A red-bearded man in remnants of what had been a coachman’s greatcoat appeared from the gloom and bent over Duncan’s face. “Who gave ye the right to pick one of us to die?” he snarled.
“McGregor, I never—”
“Serv’ ’im ’is tea,” McGregor snarled.
Duncan’s head was slammed downward, submerged into the festering soup of seawater, urine, mildew, dead rats, and pitch. He did not struggle at first, thinking they sought only to frighten him. But they kept pushing, pressing him down, until his lungs were on fire, and he flailed out, fighting for breath, clearing the water and gasping for only an instant before being pressed into it again, the filthy spume biting his mouth and nostrils. The dunking was repeated a third time, until finally his assailant jerked him upright, gasping, retching.
“There was no murder on this ship until you named it so,” the bearded man growled. “Now the only murder that worries us be the one you be committing against one of us.” On McGregor’s knuckles were drops of fresh blood.
Duncan, gaining his breath, spat more filth from his mouth. “Until another man is taken by the true killer,” he shot back, pushing the arm away from his neck.
“Ye name one of us, McCallum, and every jack one of us will name ye. A pretty boy raised below the borders, just another English lapdog, we thought at first. Nay a Scot at all. Now we see ye’re worse, a slimeworm sent to consume us from the inside out. Poor Evering sniffed y’er true scent and ye had to silence him.” McGregor leaned closer, his crooked yellow teeth inches from Duncan’s face. “Ye made it easy, boy, paying us a call. We won’t even have to kill ye. We’ll just knock the senses from ye and cut a few slices on y’er limbs. By the time ye wake, the rats will have eaten half y’er flesh.” The arm began to close around his neck again.

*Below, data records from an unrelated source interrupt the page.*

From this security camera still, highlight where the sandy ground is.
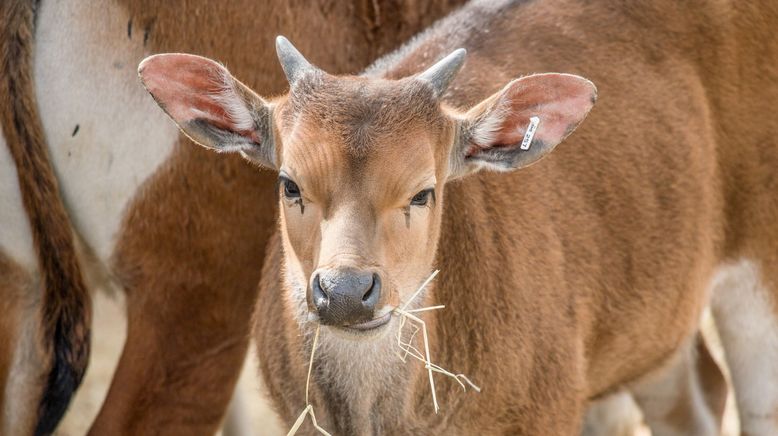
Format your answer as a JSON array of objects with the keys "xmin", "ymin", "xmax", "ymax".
[{"xmin": 56, "ymin": 294, "xmax": 738, "ymax": 436}]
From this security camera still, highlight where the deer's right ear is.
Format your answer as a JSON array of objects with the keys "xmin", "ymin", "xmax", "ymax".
[{"xmin": 138, "ymin": 53, "xmax": 276, "ymax": 168}]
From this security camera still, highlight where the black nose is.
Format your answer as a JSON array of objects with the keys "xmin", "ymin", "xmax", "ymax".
[{"xmin": 311, "ymin": 269, "xmax": 381, "ymax": 325}]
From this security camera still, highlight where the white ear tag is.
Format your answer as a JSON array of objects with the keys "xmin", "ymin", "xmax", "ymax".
[{"xmin": 521, "ymin": 117, "xmax": 540, "ymax": 150}]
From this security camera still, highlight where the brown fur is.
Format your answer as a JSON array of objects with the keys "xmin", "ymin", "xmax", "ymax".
[
  {"xmin": 92, "ymin": 0, "xmax": 459, "ymax": 434},
  {"xmin": 246, "ymin": 1, "xmax": 778, "ymax": 434},
  {"xmin": 0, "ymin": 1, "xmax": 91, "ymax": 434}
]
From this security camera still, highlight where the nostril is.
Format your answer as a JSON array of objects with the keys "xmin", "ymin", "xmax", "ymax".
[
  {"xmin": 362, "ymin": 281, "xmax": 375, "ymax": 301},
  {"xmin": 311, "ymin": 274, "xmax": 329, "ymax": 309},
  {"xmin": 362, "ymin": 274, "xmax": 381, "ymax": 308}
]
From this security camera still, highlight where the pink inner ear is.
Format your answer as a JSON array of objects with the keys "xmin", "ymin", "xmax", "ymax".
[
  {"xmin": 138, "ymin": 54, "xmax": 254, "ymax": 136},
  {"xmin": 482, "ymin": 73, "xmax": 596, "ymax": 147}
]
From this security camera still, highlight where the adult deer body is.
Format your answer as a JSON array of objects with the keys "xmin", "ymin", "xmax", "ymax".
[
  {"xmin": 0, "ymin": 0, "xmax": 456, "ymax": 435},
  {"xmin": 140, "ymin": 1, "xmax": 778, "ymax": 435}
]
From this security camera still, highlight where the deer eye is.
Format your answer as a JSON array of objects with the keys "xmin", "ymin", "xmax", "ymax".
[
  {"xmin": 281, "ymin": 178, "xmax": 300, "ymax": 198},
  {"xmin": 411, "ymin": 188, "xmax": 435, "ymax": 206}
]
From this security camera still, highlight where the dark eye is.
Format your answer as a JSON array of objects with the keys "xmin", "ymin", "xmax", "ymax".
[
  {"xmin": 411, "ymin": 188, "xmax": 435, "ymax": 206},
  {"xmin": 281, "ymin": 179, "xmax": 300, "ymax": 198}
]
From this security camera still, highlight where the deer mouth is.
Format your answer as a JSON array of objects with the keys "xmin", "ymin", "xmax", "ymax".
[{"xmin": 343, "ymin": 312, "xmax": 392, "ymax": 332}]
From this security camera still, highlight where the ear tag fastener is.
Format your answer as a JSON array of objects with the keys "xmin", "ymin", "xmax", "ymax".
[{"xmin": 521, "ymin": 117, "xmax": 540, "ymax": 150}]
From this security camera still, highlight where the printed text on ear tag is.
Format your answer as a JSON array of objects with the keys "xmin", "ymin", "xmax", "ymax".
[{"xmin": 521, "ymin": 117, "xmax": 540, "ymax": 150}]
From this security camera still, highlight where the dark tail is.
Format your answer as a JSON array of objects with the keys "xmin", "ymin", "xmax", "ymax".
[{"xmin": 0, "ymin": 0, "xmax": 91, "ymax": 435}]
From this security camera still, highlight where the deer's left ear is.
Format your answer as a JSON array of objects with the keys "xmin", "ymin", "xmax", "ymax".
[
  {"xmin": 138, "ymin": 53, "xmax": 276, "ymax": 169},
  {"xmin": 450, "ymin": 73, "xmax": 597, "ymax": 178}
]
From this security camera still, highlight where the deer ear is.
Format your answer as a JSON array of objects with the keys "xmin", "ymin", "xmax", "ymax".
[
  {"xmin": 450, "ymin": 73, "xmax": 597, "ymax": 178},
  {"xmin": 138, "ymin": 53, "xmax": 276, "ymax": 168}
]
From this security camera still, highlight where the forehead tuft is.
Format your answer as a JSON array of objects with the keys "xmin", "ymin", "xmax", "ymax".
[{"xmin": 284, "ymin": 74, "xmax": 443, "ymax": 157}]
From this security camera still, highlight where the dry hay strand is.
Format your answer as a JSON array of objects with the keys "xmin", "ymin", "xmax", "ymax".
[
  {"xmin": 286, "ymin": 270, "xmax": 481, "ymax": 436},
  {"xmin": 394, "ymin": 270, "xmax": 481, "ymax": 413},
  {"xmin": 286, "ymin": 324, "xmax": 332, "ymax": 436}
]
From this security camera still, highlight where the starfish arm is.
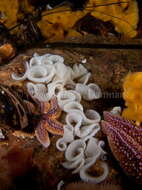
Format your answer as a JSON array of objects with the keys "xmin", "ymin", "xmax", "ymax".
[
  {"xmin": 44, "ymin": 118, "xmax": 64, "ymax": 136},
  {"xmin": 40, "ymin": 102, "xmax": 50, "ymax": 114},
  {"xmin": 104, "ymin": 112, "xmax": 142, "ymax": 145},
  {"xmin": 35, "ymin": 122, "xmax": 50, "ymax": 148},
  {"xmin": 102, "ymin": 121, "xmax": 142, "ymax": 183}
]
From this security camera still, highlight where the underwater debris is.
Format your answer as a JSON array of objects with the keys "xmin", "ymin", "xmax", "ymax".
[
  {"xmin": 101, "ymin": 112, "xmax": 142, "ymax": 184},
  {"xmin": 0, "ymin": 85, "xmax": 28, "ymax": 129},
  {"xmin": 35, "ymin": 97, "xmax": 64, "ymax": 148},
  {"xmin": 64, "ymin": 182, "xmax": 122, "ymax": 190}
]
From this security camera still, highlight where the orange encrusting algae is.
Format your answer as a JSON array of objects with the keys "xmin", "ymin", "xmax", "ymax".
[{"xmin": 122, "ymin": 72, "xmax": 142, "ymax": 125}]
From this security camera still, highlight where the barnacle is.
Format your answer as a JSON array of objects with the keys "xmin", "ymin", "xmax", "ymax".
[{"xmin": 123, "ymin": 72, "xmax": 142, "ymax": 124}]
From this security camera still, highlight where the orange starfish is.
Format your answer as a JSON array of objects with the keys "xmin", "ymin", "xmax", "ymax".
[{"xmin": 35, "ymin": 97, "xmax": 64, "ymax": 148}]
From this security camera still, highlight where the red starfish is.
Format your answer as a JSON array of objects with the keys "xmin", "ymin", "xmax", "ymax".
[
  {"xmin": 101, "ymin": 112, "xmax": 142, "ymax": 184},
  {"xmin": 35, "ymin": 97, "xmax": 64, "ymax": 147}
]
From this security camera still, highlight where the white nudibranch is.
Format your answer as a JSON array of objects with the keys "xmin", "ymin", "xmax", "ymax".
[{"xmin": 12, "ymin": 53, "xmax": 108, "ymax": 183}]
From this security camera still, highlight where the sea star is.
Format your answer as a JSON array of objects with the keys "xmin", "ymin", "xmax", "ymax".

Duncan did not remember all the oaths of the Hebrides fishermen he had learned as a boy, but he recalled enough of them to practice on McGregor, in the coarse Gaelic of the islands. He was invoking the
glaistig,
the
uruisg,
and the one-eyed
direach,
vile supernatural creatures all, when the ragged old Scot, eyes round with surprise and dread, clamped a hand over his mouth and pulled him from his assailant’s arms.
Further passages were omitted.